WHAT IS ARTIFICIAL INTELLIGENCE?
Artificial intelligence, or ‘AI’, is a field of computer science. AI systems can perform certain tasks by mimicking human intelligence.
HOW DOES IT WORK?
Ordinary computers run using special sets of instructions, called algorithms, which are written by people. An algorithm tells the computer exactly how to respond in a given situation, so the computer can only do what it has been told to.
Artificial intelligence systems also use algorithms. But, after performing a task many times, the AI is able to work out new strategies based on what it has done before. It can also write new algorithms for itself. This means computers can learn (a process called “machine learning”), and improve the way they perform tasks without humans having to tell them how.
APPLICATION: DRIVERLESS CARS
Driving a car involves a lot of processes. Our eyes and ears constantly look for hazards around us, like pedestrians or other cars. We also have to make a lot of decisions very quickly, for example, when we should apply the brakes. If we make the wrong decision, we might have an accident.
Now imagine if the car did all of this work for you!
Researchers are developing cars that drive themselves. In order to be safe, these cars must drive in the same way that humans do. So, they are fitted with sensors that allow them to detect hazards, and artificial intelligence is used to control the driving. The AI needs to be able to think logically, make decisions, and learn from its past experiences – just like humans.
APPLICATION: MEDICAL DIAGNOSIS
In the future, AI could be used to diagnose diseases.

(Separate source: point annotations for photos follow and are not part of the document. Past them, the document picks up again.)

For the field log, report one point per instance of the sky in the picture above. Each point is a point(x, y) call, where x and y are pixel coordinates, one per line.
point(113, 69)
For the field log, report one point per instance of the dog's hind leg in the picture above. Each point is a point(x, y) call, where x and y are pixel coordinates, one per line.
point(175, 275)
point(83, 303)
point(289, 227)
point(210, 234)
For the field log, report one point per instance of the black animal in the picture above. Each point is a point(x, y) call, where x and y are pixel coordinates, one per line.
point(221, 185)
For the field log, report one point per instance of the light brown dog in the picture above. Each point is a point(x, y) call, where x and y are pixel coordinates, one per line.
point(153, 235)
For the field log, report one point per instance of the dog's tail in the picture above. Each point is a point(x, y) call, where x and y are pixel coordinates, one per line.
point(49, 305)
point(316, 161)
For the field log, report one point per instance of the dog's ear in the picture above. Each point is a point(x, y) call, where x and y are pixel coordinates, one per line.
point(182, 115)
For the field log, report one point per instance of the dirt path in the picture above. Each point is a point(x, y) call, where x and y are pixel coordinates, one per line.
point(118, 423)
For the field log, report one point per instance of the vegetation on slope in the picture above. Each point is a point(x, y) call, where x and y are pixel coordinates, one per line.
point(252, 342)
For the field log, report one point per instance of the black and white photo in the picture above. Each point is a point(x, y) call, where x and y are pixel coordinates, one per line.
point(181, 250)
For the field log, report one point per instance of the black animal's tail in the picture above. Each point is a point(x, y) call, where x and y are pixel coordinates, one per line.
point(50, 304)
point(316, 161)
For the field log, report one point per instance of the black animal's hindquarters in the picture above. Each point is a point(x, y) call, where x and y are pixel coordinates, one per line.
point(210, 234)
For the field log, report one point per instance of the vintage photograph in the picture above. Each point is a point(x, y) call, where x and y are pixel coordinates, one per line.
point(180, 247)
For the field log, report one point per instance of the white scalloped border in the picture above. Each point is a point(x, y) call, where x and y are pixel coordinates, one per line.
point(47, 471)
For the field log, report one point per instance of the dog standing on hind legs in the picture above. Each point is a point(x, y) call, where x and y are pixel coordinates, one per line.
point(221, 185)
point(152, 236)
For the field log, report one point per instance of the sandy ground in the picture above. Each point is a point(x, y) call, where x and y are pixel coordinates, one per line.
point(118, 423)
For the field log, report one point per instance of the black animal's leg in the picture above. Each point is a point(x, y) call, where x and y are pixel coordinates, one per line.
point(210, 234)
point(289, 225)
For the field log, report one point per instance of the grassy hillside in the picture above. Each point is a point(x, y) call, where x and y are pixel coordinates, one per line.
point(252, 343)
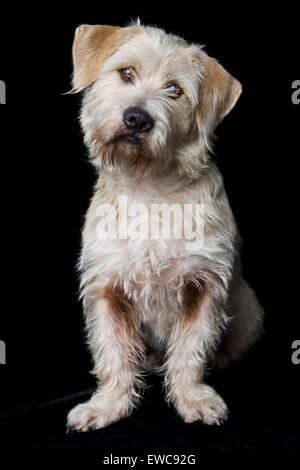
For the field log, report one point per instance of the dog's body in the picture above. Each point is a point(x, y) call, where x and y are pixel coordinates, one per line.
point(152, 102)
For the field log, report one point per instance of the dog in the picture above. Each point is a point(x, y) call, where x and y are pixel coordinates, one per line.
point(151, 103)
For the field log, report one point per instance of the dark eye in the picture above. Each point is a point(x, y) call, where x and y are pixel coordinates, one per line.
point(174, 90)
point(126, 74)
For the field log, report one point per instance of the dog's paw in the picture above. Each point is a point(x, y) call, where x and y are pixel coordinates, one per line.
point(94, 415)
point(205, 405)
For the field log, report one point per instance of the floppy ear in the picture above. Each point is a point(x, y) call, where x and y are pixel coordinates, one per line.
point(218, 93)
point(92, 45)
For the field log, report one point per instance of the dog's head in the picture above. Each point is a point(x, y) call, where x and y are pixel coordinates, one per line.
point(151, 99)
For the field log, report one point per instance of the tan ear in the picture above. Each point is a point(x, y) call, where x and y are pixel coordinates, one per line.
point(219, 92)
point(92, 45)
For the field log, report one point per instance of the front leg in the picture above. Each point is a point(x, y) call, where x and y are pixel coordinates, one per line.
point(113, 335)
point(195, 335)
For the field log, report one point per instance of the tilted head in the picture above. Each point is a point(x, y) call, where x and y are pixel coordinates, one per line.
point(152, 101)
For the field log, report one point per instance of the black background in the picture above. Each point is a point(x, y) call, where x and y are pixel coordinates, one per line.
point(46, 183)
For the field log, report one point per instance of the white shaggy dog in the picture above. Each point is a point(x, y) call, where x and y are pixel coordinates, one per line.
point(151, 104)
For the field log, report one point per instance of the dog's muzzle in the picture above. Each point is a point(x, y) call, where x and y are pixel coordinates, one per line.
point(137, 120)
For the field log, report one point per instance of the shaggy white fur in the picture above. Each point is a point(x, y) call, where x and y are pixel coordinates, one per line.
point(142, 294)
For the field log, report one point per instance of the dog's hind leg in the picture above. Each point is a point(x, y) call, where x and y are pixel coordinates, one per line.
point(194, 337)
point(245, 327)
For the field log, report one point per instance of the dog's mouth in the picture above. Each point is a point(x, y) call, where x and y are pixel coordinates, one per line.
point(126, 138)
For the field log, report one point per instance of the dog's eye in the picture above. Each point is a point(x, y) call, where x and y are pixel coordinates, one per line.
point(126, 74)
point(174, 90)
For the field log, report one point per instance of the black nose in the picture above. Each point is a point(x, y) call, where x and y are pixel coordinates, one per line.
point(137, 120)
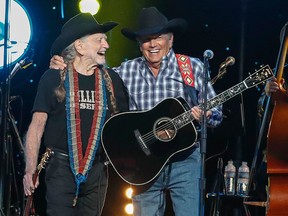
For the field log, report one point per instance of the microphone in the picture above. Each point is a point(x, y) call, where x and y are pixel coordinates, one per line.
point(228, 62)
point(17, 67)
point(208, 54)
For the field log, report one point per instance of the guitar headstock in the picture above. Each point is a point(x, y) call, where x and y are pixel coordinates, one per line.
point(261, 75)
point(45, 157)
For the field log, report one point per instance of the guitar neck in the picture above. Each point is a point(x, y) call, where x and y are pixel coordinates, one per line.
point(254, 79)
point(186, 117)
point(226, 95)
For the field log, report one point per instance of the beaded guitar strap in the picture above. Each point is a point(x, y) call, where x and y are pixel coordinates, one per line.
point(80, 164)
point(185, 69)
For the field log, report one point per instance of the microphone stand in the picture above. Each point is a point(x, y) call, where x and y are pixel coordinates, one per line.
point(6, 148)
point(4, 154)
point(203, 145)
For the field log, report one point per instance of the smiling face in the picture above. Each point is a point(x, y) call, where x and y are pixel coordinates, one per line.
point(155, 47)
point(93, 49)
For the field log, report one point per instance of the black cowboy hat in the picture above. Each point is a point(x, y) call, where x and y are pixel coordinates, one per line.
point(77, 27)
point(151, 21)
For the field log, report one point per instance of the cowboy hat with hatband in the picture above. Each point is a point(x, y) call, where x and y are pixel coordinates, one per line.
point(77, 27)
point(151, 22)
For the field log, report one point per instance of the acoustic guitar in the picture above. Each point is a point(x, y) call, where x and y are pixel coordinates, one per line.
point(138, 144)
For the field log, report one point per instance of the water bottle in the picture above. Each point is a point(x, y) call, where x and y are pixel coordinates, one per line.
point(229, 178)
point(243, 179)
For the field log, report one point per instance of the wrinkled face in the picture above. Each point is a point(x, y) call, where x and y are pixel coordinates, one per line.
point(155, 47)
point(93, 48)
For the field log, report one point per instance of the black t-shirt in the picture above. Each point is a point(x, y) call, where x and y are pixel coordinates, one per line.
point(55, 134)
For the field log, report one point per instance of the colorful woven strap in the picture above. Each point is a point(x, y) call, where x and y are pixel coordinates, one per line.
point(185, 69)
point(81, 165)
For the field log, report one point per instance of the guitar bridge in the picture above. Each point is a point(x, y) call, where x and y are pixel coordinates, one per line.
point(141, 143)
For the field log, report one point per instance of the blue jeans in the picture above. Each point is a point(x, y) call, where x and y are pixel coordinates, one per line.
point(181, 178)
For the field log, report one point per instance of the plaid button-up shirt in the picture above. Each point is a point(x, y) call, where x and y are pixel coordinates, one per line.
point(145, 90)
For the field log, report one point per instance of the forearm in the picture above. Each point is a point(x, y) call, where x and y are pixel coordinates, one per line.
point(33, 140)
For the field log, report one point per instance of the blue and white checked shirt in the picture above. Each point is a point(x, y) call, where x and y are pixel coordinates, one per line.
point(145, 90)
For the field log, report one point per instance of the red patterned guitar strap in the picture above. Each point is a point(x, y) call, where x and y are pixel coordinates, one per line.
point(185, 69)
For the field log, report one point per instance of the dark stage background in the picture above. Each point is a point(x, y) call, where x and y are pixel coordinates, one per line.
point(248, 30)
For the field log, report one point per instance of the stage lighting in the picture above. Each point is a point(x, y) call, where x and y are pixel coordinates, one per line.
point(89, 6)
point(129, 209)
point(20, 32)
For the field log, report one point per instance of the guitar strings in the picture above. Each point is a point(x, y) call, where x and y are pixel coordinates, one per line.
point(150, 137)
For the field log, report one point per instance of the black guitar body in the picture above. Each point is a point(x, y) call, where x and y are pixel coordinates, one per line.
point(139, 144)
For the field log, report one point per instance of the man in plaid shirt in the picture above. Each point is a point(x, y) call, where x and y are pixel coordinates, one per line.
point(150, 79)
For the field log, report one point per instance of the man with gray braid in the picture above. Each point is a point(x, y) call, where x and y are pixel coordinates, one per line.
point(70, 109)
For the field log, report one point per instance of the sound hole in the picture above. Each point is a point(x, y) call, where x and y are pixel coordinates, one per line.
point(164, 130)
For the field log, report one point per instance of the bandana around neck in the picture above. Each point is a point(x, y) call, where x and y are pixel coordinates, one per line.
point(80, 164)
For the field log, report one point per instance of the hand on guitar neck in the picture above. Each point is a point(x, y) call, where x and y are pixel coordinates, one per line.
point(197, 113)
point(30, 182)
point(272, 86)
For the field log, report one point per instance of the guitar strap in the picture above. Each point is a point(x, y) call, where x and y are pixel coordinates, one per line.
point(187, 74)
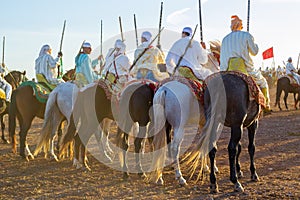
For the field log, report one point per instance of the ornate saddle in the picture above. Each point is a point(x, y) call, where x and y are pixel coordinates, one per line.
point(39, 90)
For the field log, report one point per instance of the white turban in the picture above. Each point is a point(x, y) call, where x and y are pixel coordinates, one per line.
point(147, 35)
point(44, 49)
point(188, 30)
point(120, 46)
point(87, 44)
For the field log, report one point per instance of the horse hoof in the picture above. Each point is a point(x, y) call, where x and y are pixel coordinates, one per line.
point(240, 174)
point(238, 187)
point(182, 181)
point(160, 181)
point(214, 188)
point(254, 177)
point(125, 176)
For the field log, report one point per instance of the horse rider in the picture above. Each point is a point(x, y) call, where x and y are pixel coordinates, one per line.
point(117, 64)
point(84, 70)
point(192, 61)
point(213, 56)
point(7, 88)
point(235, 55)
point(146, 65)
point(291, 70)
point(45, 66)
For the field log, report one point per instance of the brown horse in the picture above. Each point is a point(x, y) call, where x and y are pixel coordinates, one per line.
point(14, 78)
point(25, 106)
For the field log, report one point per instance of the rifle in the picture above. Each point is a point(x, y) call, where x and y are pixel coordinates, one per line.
point(144, 51)
point(200, 20)
point(186, 48)
point(136, 36)
point(159, 26)
point(248, 16)
point(3, 47)
point(60, 67)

If a doctor thinks that someone is ill, they might scan a part of their body, then look at the resulting image for symptoms. Based on that image, they can diagnose them with a particular disease.

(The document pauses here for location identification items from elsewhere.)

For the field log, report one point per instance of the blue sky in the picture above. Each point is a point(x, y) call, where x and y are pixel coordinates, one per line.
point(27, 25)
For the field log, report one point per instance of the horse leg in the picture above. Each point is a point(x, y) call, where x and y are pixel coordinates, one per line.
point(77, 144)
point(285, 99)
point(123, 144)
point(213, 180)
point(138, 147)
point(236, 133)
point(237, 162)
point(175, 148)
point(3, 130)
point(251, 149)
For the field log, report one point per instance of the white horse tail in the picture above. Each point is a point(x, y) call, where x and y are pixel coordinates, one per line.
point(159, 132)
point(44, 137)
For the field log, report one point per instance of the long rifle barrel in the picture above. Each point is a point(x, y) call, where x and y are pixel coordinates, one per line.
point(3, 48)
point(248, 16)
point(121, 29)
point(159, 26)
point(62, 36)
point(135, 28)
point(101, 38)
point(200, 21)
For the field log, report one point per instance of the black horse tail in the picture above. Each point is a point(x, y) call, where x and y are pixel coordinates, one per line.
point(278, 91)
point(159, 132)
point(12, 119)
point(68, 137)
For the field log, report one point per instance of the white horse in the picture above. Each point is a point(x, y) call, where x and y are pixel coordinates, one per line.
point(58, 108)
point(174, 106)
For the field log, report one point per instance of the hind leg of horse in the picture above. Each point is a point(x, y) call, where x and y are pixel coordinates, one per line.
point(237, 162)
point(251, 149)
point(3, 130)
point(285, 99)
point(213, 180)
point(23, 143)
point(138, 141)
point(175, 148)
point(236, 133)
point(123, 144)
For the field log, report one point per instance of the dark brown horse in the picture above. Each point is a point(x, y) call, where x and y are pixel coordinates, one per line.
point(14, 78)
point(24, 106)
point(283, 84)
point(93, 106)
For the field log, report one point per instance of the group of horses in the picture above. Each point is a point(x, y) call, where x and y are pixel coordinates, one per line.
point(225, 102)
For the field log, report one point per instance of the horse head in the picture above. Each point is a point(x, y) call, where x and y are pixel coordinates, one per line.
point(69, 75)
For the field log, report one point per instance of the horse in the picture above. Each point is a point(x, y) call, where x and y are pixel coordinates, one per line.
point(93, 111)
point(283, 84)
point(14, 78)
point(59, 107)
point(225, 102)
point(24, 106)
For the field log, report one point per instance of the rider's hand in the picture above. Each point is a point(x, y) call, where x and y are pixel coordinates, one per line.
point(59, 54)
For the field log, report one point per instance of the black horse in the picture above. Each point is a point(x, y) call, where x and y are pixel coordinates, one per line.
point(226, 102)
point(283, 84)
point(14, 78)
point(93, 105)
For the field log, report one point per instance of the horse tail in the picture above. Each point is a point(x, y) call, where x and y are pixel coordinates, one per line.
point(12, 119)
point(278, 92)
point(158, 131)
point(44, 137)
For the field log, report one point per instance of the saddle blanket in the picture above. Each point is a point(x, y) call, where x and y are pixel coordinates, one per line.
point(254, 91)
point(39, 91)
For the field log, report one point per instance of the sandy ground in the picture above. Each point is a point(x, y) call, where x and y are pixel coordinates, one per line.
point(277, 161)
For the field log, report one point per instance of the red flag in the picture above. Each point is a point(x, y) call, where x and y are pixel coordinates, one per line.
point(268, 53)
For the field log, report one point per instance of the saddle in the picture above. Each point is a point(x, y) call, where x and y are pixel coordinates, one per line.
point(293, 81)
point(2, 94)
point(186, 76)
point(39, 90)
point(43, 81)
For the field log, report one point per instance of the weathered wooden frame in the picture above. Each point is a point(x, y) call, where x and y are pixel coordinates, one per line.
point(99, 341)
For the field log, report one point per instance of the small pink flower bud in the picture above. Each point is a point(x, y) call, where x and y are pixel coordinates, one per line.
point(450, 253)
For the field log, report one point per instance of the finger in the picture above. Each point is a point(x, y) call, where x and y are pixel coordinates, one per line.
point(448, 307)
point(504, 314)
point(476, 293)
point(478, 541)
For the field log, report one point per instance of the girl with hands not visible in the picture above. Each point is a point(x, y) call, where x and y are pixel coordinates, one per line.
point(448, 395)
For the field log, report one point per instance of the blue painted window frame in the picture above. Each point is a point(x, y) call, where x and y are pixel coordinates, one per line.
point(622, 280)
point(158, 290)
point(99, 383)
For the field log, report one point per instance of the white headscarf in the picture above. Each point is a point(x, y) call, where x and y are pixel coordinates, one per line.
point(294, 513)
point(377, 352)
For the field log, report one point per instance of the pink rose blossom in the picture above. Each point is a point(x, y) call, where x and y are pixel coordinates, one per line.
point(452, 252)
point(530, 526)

In the future, AI could do the same thing.
First, the AI must learn how to detect different diseases. This is done by showing the system large amounts of information about patients who have already been diagnosed by doctors. The AI looks for patterns in this data, until it knows which symptoms signify which disease. The AI can then use this knowledge to diagnose new patients on its own.
Sometimes, computers can detect things that we cannot see. In the future, AI could diagnose illnesses more accurately than our doctors can today!
AI IN AFRICA
Scientists across Africa are making exciting developments in the field of AI.

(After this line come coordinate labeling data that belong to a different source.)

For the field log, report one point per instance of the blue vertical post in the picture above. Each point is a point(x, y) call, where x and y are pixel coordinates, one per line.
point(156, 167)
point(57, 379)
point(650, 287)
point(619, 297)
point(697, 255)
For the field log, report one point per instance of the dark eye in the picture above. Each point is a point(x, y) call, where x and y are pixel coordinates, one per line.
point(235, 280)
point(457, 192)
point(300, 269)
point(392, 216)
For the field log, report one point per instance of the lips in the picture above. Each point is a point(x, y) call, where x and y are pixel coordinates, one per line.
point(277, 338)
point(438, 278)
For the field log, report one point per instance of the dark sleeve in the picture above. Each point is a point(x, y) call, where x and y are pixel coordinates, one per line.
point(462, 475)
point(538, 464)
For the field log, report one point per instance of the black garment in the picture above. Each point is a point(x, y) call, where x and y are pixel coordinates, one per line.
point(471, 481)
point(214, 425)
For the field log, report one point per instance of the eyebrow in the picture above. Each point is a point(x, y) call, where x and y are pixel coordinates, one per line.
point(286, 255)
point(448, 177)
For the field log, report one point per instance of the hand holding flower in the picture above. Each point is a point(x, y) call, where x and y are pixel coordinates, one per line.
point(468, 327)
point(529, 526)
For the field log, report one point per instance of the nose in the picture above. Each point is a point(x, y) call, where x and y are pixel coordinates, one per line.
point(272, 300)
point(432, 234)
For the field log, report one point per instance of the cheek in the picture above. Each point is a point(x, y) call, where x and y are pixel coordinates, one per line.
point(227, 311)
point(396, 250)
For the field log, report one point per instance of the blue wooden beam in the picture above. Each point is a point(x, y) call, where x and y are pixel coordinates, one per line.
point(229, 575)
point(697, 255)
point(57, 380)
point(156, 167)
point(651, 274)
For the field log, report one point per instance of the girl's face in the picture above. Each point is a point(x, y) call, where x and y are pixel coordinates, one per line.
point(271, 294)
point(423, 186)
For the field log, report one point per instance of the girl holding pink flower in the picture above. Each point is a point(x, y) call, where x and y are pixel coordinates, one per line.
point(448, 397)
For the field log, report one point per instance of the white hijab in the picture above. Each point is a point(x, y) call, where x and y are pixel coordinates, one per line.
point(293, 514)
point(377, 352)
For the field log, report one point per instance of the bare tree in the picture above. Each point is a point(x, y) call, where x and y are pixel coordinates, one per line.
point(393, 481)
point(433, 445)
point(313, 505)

For example, Researchers at the iCog Lab in Ethiopia were a key part of an international AI collaboration. They helped to develop Sophia, a human-like robot. Sophia uses artificial intelligence to mimic human gestures and speech. She can hold simple conversations with real people, and is even a citizen of Saudi Arabia!
Google is also opening an AI research centre in Ghana, which is set to give the industry a huge boost.